John Greenough dies in July of 1791 so he did not see the Revolution complete, just as the operations in Virginia began leading up to the Battle of Yorktown. The Lorings leave this house in 1774. It’s sold and then resold. And then in 1784, after the end of the Revolution, David Stoddard Greenough, the young firebrand son, moves here, and he and his family live happily ever after for 150 years here.
And with that, I wanted to leave plenty of time for questions, but I’ll just stop. I’ll preempt a question, just because some people have already asked me about this. I’d just like to say one word because sometimes I’m asked about this, and that is: How does the Boston Tea Party relate to the modern political Tea Party movement? And my first answer would be to simply say, not at all. And the reason for that is because the people of that time are so different from now. People like John Greenough, if John Greenough appeared among us this evening, his life and his life experience is so different from today, it would be as if he had dropped from a star.
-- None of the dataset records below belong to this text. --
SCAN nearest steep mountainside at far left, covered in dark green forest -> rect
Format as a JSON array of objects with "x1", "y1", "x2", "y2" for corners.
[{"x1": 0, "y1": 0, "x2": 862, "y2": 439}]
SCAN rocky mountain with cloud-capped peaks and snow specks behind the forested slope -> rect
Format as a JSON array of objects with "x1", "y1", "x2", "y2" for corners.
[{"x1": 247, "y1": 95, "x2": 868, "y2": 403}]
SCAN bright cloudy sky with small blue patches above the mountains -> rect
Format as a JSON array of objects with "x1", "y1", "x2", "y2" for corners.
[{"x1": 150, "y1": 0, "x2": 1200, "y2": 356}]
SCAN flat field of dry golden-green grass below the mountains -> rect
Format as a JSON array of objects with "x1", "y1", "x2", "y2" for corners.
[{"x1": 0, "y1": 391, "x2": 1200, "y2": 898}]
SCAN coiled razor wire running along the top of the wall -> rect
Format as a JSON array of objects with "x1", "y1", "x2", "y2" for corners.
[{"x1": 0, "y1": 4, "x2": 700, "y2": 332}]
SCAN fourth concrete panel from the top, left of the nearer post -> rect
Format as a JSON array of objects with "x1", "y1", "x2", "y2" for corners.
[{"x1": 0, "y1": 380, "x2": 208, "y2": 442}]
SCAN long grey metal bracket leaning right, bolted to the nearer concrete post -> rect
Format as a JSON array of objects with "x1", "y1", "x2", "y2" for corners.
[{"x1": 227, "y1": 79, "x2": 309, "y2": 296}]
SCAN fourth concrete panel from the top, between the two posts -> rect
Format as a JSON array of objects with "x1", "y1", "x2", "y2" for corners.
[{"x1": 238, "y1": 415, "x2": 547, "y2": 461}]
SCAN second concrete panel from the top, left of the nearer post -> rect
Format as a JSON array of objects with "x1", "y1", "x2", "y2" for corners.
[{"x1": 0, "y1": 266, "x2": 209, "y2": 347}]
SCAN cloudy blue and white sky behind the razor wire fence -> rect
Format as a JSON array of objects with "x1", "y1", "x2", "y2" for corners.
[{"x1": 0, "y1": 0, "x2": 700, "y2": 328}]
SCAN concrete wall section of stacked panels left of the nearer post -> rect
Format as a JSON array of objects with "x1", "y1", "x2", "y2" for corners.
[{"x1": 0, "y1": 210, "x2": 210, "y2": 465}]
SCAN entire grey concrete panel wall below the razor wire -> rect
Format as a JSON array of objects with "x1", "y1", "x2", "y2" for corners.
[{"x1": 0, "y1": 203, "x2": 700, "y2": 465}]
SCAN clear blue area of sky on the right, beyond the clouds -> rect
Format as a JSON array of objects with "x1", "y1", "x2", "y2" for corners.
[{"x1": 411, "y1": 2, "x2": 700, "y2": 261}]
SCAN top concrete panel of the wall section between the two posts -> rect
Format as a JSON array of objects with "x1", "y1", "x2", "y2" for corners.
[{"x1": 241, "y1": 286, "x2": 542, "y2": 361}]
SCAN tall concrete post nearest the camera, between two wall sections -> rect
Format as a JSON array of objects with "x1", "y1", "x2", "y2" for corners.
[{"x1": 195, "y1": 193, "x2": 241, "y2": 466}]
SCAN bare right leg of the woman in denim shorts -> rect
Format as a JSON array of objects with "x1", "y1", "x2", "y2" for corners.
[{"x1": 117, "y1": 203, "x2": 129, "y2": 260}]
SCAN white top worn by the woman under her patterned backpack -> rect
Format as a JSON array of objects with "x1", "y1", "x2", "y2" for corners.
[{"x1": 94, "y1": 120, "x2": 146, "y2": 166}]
Just to give you a couple of examples, it’s not that people aren’t religious today and aren’t deeply religious today, but people in 18th century New England are animated by religion in a way that would be very difficult for us to comprehend.
On the other side of your map, just as another example, one thing I gave you is a Patriot song, or verses, from the time of the Boston Tea Party, and I wanted to point out that the refrain of this song ends:
Bostonians SONS keep up your courage good,
Or Dye, like Martyrs, in fair Free-born Blood.
But people are simply animated by causes and a sense of sacrifice that’s largely lacking from our thoughts today.
Now just to contradict myself, like my story did, I would say that there are a number of things in the world around us that do resonate in thinking about the time leading up to the Revolution, that people’s deep concern and alienation from government is as true today among at least some people as it was then. Also the strong feeling held by many people involved in the revolutionary movement that the world is full of dark conspiracies, that if you could just figure how people were manipulating the world to their advantage and your disadvantage, you’d have the secret of this.
In every depiction—this is an exaggeration, but not much—in every depiction, cartoon depiction, of English political life at the time of the Revolution printed here in America, in Boston, many by Paul Revere—most of which he plagiarized and copied, but that’s another story—many of those depictions will show British political figures, and they’re all wearing Scotch bonnets, with pompoms, because there are feathers and hackles in them. There was this feeling that behind the British crown, there was this conspiracy of big men in England who were manipulating the British government for their own personal interest. If Americans could just break through to their peers in England, they would understand our problems and put everything to right.
That’s not the same thing necessarily as what’s happening here, but this deep disturbance within the population and this feeling of alienation from a government that seems distant and unfeeling, those are things that are familiar I think in our lives, or are things we see other people expressing. And perhaps there, there really is some connection.